We built a browser extension to enhance the experience while browsing GitHub. With this extension installed, navigate to any Xet-managed file to see a link to XetHub in file view.

GitHub File view with Extension

Install the Chrome browser extension now:

  1. Using Chrome, visit the XetData Chrome Extension Page
  2. Click Add to Chrome
  3. When prompted, click Add extension to add the extension to Chrome

Usage

Basic Git Usage

Use the Git commands you normally would with your XetData enabled repo. When large files are detected, we automatically and securely store them. Behind the scenes, we deduplicate your files at the block-level to improve file upload/download speeds. Every time you push a commit with changes to a large file from the command line, we will display a link to a rich view hosted on XetHub.

File view link

Similarly, for pull requests, we add a link to before-and-after difference view for each large file. This works for new and existing pull requests. Diff view link

Mount for quick read access

XetHub provides a read-only mount feature that streams data as you need it without the need to fully download a full repository. Mount usage is supported for all XetData-enabled GitHub repos.

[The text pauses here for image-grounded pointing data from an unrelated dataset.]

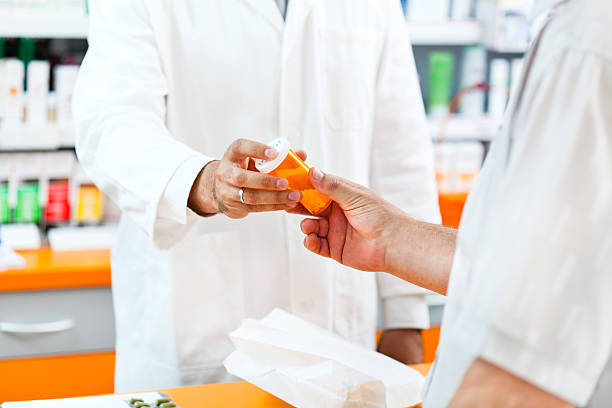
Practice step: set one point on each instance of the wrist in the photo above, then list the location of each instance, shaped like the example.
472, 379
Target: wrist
202, 199
396, 233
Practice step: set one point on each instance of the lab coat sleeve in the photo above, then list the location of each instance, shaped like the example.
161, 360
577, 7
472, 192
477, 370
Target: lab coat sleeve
119, 108
547, 238
402, 161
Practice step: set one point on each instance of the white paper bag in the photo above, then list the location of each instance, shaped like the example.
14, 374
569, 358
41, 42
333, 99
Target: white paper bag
307, 366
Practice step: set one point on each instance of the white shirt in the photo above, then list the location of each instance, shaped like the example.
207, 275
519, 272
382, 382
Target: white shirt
282, 5
531, 286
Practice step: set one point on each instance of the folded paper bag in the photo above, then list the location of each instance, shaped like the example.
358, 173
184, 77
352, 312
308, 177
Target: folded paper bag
307, 366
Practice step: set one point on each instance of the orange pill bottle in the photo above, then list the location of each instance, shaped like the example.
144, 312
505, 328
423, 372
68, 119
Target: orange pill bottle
289, 166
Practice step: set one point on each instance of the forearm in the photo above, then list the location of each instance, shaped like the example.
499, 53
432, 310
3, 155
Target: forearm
421, 253
486, 385
201, 198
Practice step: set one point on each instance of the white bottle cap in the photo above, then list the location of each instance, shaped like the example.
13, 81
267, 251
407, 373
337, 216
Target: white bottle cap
282, 146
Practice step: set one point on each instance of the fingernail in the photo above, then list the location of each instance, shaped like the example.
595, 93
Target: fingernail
282, 184
270, 153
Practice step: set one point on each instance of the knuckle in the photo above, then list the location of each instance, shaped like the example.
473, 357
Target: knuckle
249, 197
332, 183
237, 145
224, 195
238, 177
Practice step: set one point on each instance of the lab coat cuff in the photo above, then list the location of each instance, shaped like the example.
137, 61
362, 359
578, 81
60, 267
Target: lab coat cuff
173, 203
405, 312
533, 366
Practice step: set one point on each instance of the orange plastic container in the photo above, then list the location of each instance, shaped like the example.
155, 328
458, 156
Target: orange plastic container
289, 166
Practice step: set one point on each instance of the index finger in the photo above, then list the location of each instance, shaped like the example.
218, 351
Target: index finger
243, 148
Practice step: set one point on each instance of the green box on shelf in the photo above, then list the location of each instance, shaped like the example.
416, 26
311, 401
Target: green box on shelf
5, 211
28, 205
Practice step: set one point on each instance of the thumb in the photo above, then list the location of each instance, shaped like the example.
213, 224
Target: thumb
338, 189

  1. Copy the repo clone path from the Code dropdown in your GitHub repo UI: Clone repo for Xet mount

  2. From your teminal, run mount on the copied path:

    git xet mount <repo clone path>
  3. Use your local file browser or applications to access the mounted repository.

  4. When finished, unmount with:

    umount <repo name>

Known Limitations

The XetData GitHub App is currently in beta.

Processing Limits

Our beta system is currently limited to 20 requests per push and pull request. This means that if you create a push or pull request with more than 20 files in it, we will only process the first 20 files to add the view links. As a workaround, we suggest limiting pushes and pull requests to 20 files each to ensure that you can browse to every file you push.

Default branch protection

Our app requires access to the default branch in order to initialize repos. If your access is limited due to branch protections, add the XetData GitHub App to your list of exclusions as seen below, then re-add the repo to the app.

Adding app to branch protection exclusions Similarly, you can manually configure a repo in a branch with the following:

  1. cd to a clone of your repo
  2. Run git xet init
  3. Add, commit, and push
  4. Push your Git notes with git push origin "refs/notes/*"

Forking workflow

Forking normal Git repos works naturally. When forking a XetData enabled repo, however, you will need to add the new fork to your XetData GitHub App's selected repository list to see large file view links on commits and pull requests.

Large file views

The XetHub viewer currently support visualizing CSV files and image files, as well as the option to download before-and-after versions of any file. Files of up to 5MB can be loaded in the UI; we recommend downloading or mounting larger files for local exploration.

Uninstalling the XetData GitHub app

There are no automatic paths for uninstalling the XetData GitHub app. Follow the manual process below.

  1. Edit .gitattributes, removing the following code:
    # XET LOCK
    * filter=xet diff=xet merge=xet -text
    *.gitattributes filter=
    *.xet/** filter=
  2. Convert your XetData managed files back to raw data with the following command:
    git add --renormalize .
  3. Commit and push From that point on, XetData will no longer manage or store any newly added files.

XetHub compatibility

We currently do not support advanced PyXet or Xet CLI access patterns for GitHub repositories. Other XetHub-specific features that are not supported include Vega visualizations and Capsules.